Women's golf didn't grab the national attention back then, certainly not the attention that has been focused on Michelle Wie since she became the youngest Publinx titlist last year at age 13.

Yesterday, Wie lost her bid to repeat as champion when falling to Ya-Ni Tseng of Taiwan 1-up in the 36-hole final at Williamsburg, Va. Wie would have become the fifth two-time winner, the fourth repeat champion and the second from Hawaii.

Planos did it in 1979 and 1980, at ages 19 and 20.

"It's a difficult thing to do, to repeat," said Planos, a sales rep for golf club manufacturer PING, Inc. on Maui. "There are such expectations. The person chasing you does not have much to lose.

"I think that in a lot of people's eyes, Michelle is a clear favorite."

Planos also won the Junior World and the USGA junior championships.
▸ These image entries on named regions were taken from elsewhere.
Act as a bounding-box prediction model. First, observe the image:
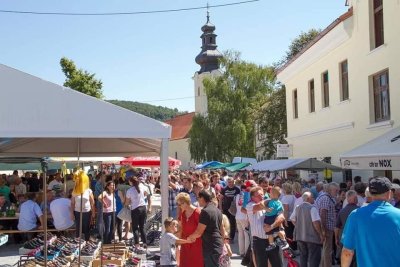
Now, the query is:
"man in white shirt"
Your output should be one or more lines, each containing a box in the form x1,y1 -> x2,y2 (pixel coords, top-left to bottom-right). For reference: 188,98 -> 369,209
50,190 -> 74,230
47,173 -> 63,191
14,177 -> 26,197
290,192 -> 325,267
246,187 -> 285,267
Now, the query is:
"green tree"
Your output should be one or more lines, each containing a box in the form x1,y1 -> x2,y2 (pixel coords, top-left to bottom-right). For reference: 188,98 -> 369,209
189,52 -> 274,162
60,57 -> 103,99
258,86 -> 287,158
274,29 -> 321,68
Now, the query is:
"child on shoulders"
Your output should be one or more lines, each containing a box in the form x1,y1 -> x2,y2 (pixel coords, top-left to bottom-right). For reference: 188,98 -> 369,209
264,186 -> 289,251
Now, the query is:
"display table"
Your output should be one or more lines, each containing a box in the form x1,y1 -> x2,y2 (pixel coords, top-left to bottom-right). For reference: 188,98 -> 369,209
0,212 -> 53,221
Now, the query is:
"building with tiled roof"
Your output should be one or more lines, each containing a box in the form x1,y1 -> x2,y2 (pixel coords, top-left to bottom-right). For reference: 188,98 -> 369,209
277,0 -> 400,180
165,112 -> 195,170
165,10 -> 222,169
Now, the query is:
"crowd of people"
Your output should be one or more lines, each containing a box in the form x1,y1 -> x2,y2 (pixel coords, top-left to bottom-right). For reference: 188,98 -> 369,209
0,169 -> 400,267
160,171 -> 400,267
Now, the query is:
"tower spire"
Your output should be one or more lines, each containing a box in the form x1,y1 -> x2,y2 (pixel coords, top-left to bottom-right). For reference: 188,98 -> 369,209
196,2 -> 222,74
207,2 -> 210,23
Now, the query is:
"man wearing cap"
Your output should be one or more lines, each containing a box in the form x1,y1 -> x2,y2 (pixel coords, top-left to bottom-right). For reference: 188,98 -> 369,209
392,184 -> 400,209
47,172 -> 63,191
341,177 -> 400,267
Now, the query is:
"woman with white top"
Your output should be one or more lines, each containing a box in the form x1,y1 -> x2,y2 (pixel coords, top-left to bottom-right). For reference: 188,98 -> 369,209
281,183 -> 297,250
234,185 -> 250,257
71,188 -> 95,241
125,177 -> 148,250
99,181 -> 116,244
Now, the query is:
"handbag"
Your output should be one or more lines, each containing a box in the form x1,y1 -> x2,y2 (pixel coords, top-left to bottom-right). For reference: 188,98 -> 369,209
117,207 -> 132,222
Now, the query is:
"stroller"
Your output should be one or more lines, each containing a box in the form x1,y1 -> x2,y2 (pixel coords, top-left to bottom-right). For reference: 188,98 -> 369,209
282,241 -> 300,267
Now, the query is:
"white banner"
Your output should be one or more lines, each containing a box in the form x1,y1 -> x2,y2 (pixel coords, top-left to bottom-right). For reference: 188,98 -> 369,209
340,156 -> 400,171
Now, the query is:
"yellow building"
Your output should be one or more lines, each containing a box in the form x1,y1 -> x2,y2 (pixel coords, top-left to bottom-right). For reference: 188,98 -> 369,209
277,0 -> 400,180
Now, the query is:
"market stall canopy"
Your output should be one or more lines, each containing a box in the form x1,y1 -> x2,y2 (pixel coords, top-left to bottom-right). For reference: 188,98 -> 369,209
340,127 -> 400,171
120,157 -> 182,167
0,64 -> 171,157
209,162 -> 250,172
247,158 -> 342,171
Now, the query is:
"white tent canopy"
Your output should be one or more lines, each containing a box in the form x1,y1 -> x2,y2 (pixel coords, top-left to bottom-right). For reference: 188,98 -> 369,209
249,158 -> 341,171
340,127 -> 400,170
0,65 -> 171,157
0,64 -> 171,238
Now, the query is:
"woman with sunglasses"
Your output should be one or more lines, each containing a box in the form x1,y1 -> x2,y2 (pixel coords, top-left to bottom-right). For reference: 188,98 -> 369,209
176,193 -> 204,267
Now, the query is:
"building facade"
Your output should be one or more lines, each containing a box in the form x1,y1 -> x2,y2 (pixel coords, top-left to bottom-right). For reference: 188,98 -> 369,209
166,11 -> 222,169
277,0 -> 400,180
193,11 -> 222,116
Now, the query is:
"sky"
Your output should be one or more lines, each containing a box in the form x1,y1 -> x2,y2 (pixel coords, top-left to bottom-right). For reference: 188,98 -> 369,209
0,0 -> 348,111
She also became the first from Hawaii to play in the Curtis Cup (1980), which Wie also did earlier this month.

"But it was different for me," Planos said of defending the Publinx title. "I wasn't playing in LPGA tournaments. And I didn't have the exceptional ability that Michelle has.

"For me, I wanted to prove the first one wasn't a fluke. I had won the junior girls' title and you want to confirm to yourself that you can compete at the next level with adults. Going back (to defend) it was nice in a sense that everyone knew who you were more than you knew who you were."

But, Planos said, it is difficult to have to prove it again.

"The pressure is a good part of the process, too," she said. "It's good for Michelle when she's expected to win. It's different when people don't expect you to win."

Planos dismisses any comparisons between her and the incoming Punahou School sophomore.

"Michelle is a Picasso," Planos said in an interview earlier this year. "I'm just a local artist."